Over a thousand people gathered outside the Saudi Arabian Embassy in Central London on Sunday for the annual anti-Israel Al Quds Day rally.
Once again, the Lebanese terrorist group Hezbollah’s gun-emblazoned yellow flags were waved throughout the streets during the march, alongside chants of ‘from the river to the sea, Palestine will be free’ . The chant is widely seen as a call for the elimination of Israel.
Al-Quds Day, named for the Arabic word for Jerusalem, is an anti-Israel day of protest, first initiated by Iran’s Ayatollah Khomeini in 1979.
The rally was advertised in posters under the heading ‘Liberating Quds [Jerusalem] as the capital of Palestine’ and speakers included Reverend Stephen Sizer, an Anglican vicar who once posted a link to an antisemitic conspiracy theory that Israel was responsible for the 9/11 terror attacks, as well as citing Holocaust deniers.

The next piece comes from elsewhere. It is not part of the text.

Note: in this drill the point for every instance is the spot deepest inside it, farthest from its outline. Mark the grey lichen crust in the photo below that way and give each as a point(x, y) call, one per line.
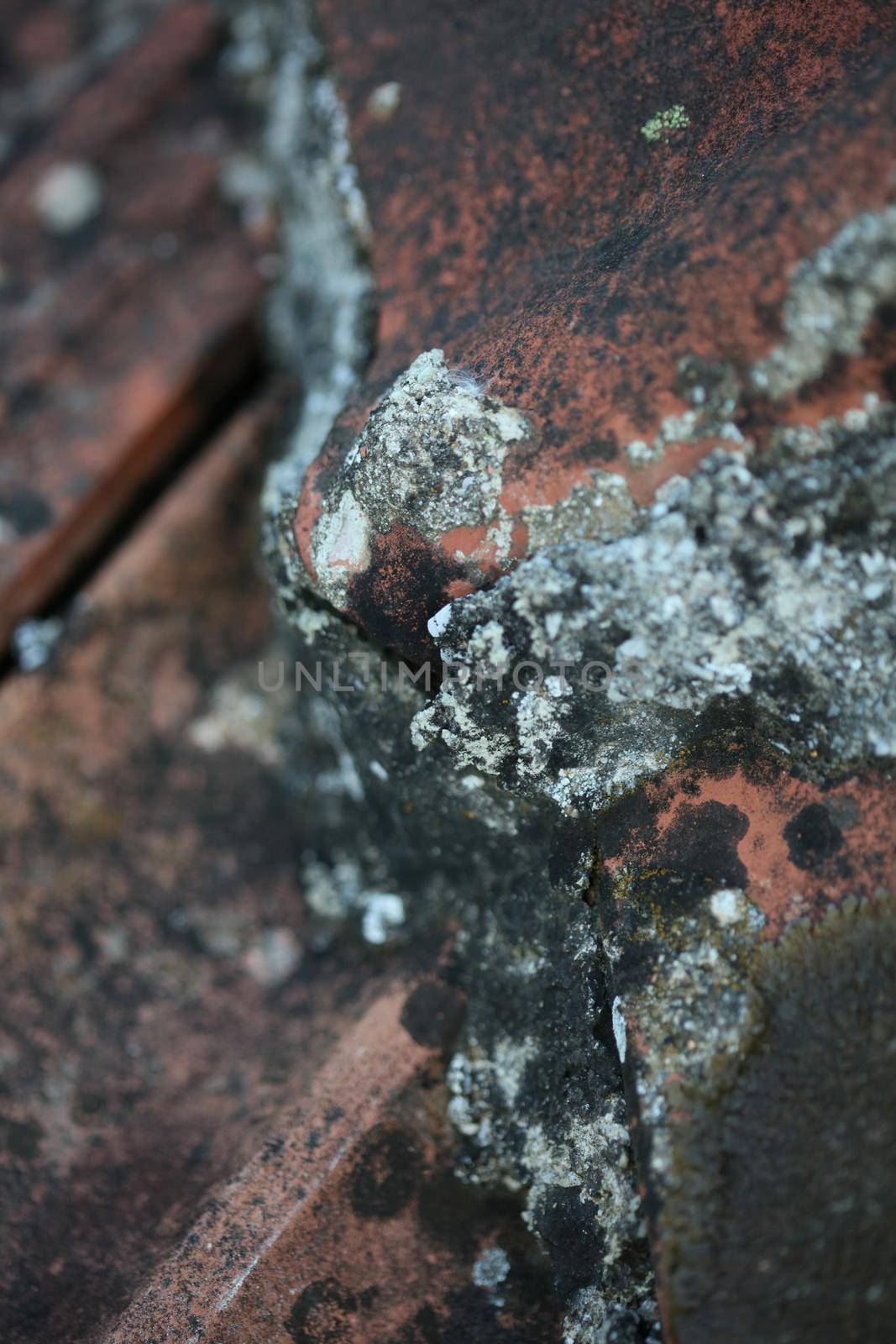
point(765, 582)
point(429, 457)
point(768, 577)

One speaker, Shaykh Mohammad Saeed Bahmanpour, said that Israel should be “wiped from the map” and claimed Zionists’ “days are numbered”.
The rally was met by a counter-demonstration down the road, and a heavy police presence separated the two sides.
Prominent lawyer, Mark Lewis, strategically parked his wheelchair blocking the route of the Al-Quds march. Mr Lewis, who has multiple sclerosis, refused to move out the way of protesters and successfully delayed the anti-Israel march for an hour.
As the Al-Quds march proceeded towards Downing Street, pro-Israel activists chanted counter protests and played the Israeli national anthem as well as winning Israeli Eurovision song on speakers.
Many of the flags featured small ‘disclaimers’ that they were only supporting Hezbollah’s ‘political wing’, though Hezbollah has long insisted that its military and non-military activities are indivisible. Only the ‘military wing’ of Hezbollah is proscribed as a terror organisation in the UK.
Following last year’s march, Conservative parliamentarians have voiced concern at the public display of Hezbollah flags, and called on the Government to proscribe the terror organisation in its entirety.